Timestamp:  11/10/10 10:34:53 AM
Priority:   Warning
Controller: Upper Controller
Type:   112
Event ID:   1000
Event:  Disk 5 Reported An Error. COMMAND:0x35 ERROR:0x10 STATUS:0x51 LBA:0x19B80
Description:    The drive reported an ATA error. This is a failure in the communication from the RAID Controller to the drive.

I have double checked the drives in RAID Admin and, as the drive is only in a warning state, the hot spare has not been pulled into the RAID set yet. As this is an old drive, I'd like to replace that particular drive first. I have a current, full backup of the data, but want to make sure I understand the process correctly.

I understand the "Installing or Replacing an Apple Drive Module" section of http://manuals.info.apple.com/en/XserveRAID_UserGuide.PDF, but it and RAID Admin's built-in help don't describe what will happen when replacing a drive in a RAID set that has a hot spare. When I pull out the drive and replace it, will it correctly use the newly inserted drive or will it use the hot spare? If it uses the hot spare, will the hot spare revert back to a hot spare once the new drive is inserted or will it permanently become a member of the RAID set and need to be moved to the original drive's slot? Or, should I just pull out the hot spare, pull out the failing drive, and pop the hot spare into the failing drive's slot?

Best Answer

According to the manual at http://manuals.info.apple.com/en_US/RAIDAdmin1.2_121406.pdf, any drives not part of a disk group or array will be treated as global hot spares (as per section "Creating RAID Array"), and will automatically rebuild upon loss or failure of a drive.

It seems like your drive isn't in a failing state, but as others have mentioned, if you pull the drive, it should force the XServe to start rebuilding the parity on the spare drive. However, during this time of the rebuild you can't pull any of the other drives or you'll lose the data. I'm not familiar with the RAID tools involved, but it should give you some kind of monitoring interface to see how far along it is.
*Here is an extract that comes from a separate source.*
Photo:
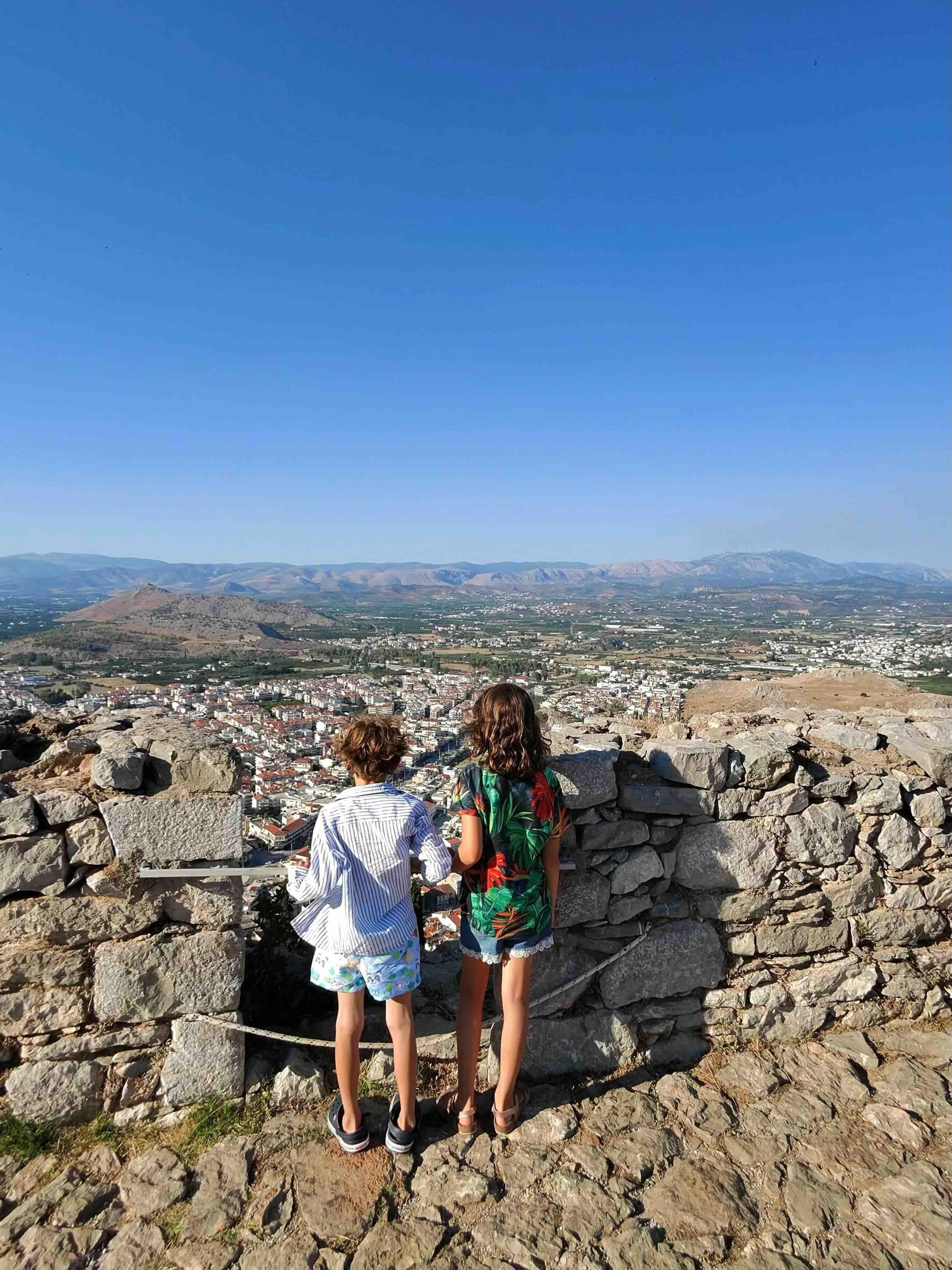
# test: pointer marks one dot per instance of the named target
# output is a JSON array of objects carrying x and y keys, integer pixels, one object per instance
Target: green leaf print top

In my Dell MD3000i system, when the drive fails or is pulled, the hot spare kicks in immediately, and when a replacement drive is inserted, after the rebuild it starts what is known as a "copy-back" and replicates the hot spare back onto the replacement, at which point the spare goes back to being a spare again. Based on what I've read in the manual, though, it looks like the XServe makes the spare drive a part of the array, so a best guess would be that your replacment drive will end up being the hot spare again, since it's not part of the array:

"The RAID controller that controls the affected array will automatically attempt to reconstruct the data in order to return the system to a protected state. For example, if a hot spare drive is available when a drive fails in an array, the controller takes the available drive and integrates it into the array. The controller then rebuilds the RAID array using the new drive."